Maqams
reflections 3 min read

The unwritten rules

Four years in Europe, and the quiet thing I wish someone had told me before I came.

I have been turning something over for a while, and I cannot find a way to write it down without sounding ungrateful. Let me try anyway.

Four years ago I came to Europe on an Erasmus Mundus scholarship. They gave me a lot: funding, a place to study, the chance to live somewhere new. I want to say that first, plainly, because what follows is harder.

I don’t think I will ever be treated as someone who is from here.

Not in the way I assumed I would be, eventually, with enough time. I used to believe, naively maybe, that there was a hierarchy you could climb if you worked hard, learned the language, did everything right. The official ladder is real. You can see it. Job descriptions, promotion criteria, integration courses, all of it written down and visible.

It took me longer than it should have to notice the other ladder. The unwritten one.

The quiet figure

Every workplace I have been in has had one. Sometimes more than one. Someone who has been there a long time, who doesn’t say much, who doesn’t seem to be doing the most visible work. After a while you start to realize they hold something the org chart doesn’t capture. Trust. History. The kind of belonging that doesn’t need to announce itself.

You can do the same job for ten years and still not have what they have on day one.

This is not about being mistreated. Most of the people I have worked with have been kind. It is something subtler. A feeling of being adjacent. Present, useful, sometimes even welcomed, but not quite of the place. I have spoken with others who have been here far longer than I have. Second generation. Sometimes third. The feeling does not always go away.

For a long time I told myself I was imagining it. That I was being sensitive, or that my culture made me read situations wrong. But I have heard the same observation from too many people now to keep dismissing it.

The door behind you

When my Master’s finished, most of my classmates went home. I thought about it. I visited. The situation back home was harder than I had let myself remember, and I could not make it work. So I stayed. Not because I belong here, but because the door behind me had closed more than I realized while I was walking through it.

This is the part nobody tells you before you come.

You leave thinking the move is a step you can undo. You can’t, not cleanly. The years you spend abroad are years you do not spend building a life in the place you came from. When you go back to visit, the country has moved on without you. Your old network has thinned. Your skills do not always translate. You arrive home as a visitor in both places.

A scholarship pays for tuition. It does not pay back the years you spend away from a place that was, and might have remained, your home.

What I would say to someone applying now

I am not writing this to tell anyone not to come. The opportunity is real, and I do not regret meeting the people I have met or seeing what I have seen. Respect where you are. Give back to the place that gives to you.

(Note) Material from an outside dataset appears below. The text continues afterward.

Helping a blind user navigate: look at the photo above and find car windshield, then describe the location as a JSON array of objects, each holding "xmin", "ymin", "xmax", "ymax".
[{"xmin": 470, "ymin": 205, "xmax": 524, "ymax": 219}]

But if I could sit down with the version of me who was filling out that Erasmus application, I would want him to know two things.

Look at the unwritten ladder before you decide. Talk to people who have been somewhere five, ten, fifteen years and were not born there. Ask them, honestly, whether they feel they belong. Their answers will tell you more than any brochure.

Notice the cost of leaving, not just the price of staying. Open your eyes wider than the paperwork asks you to. The hierarchy that is written down is not the hierarchy that decides things.

Be careful with the door behind you. It does not always stay open the way you think it will.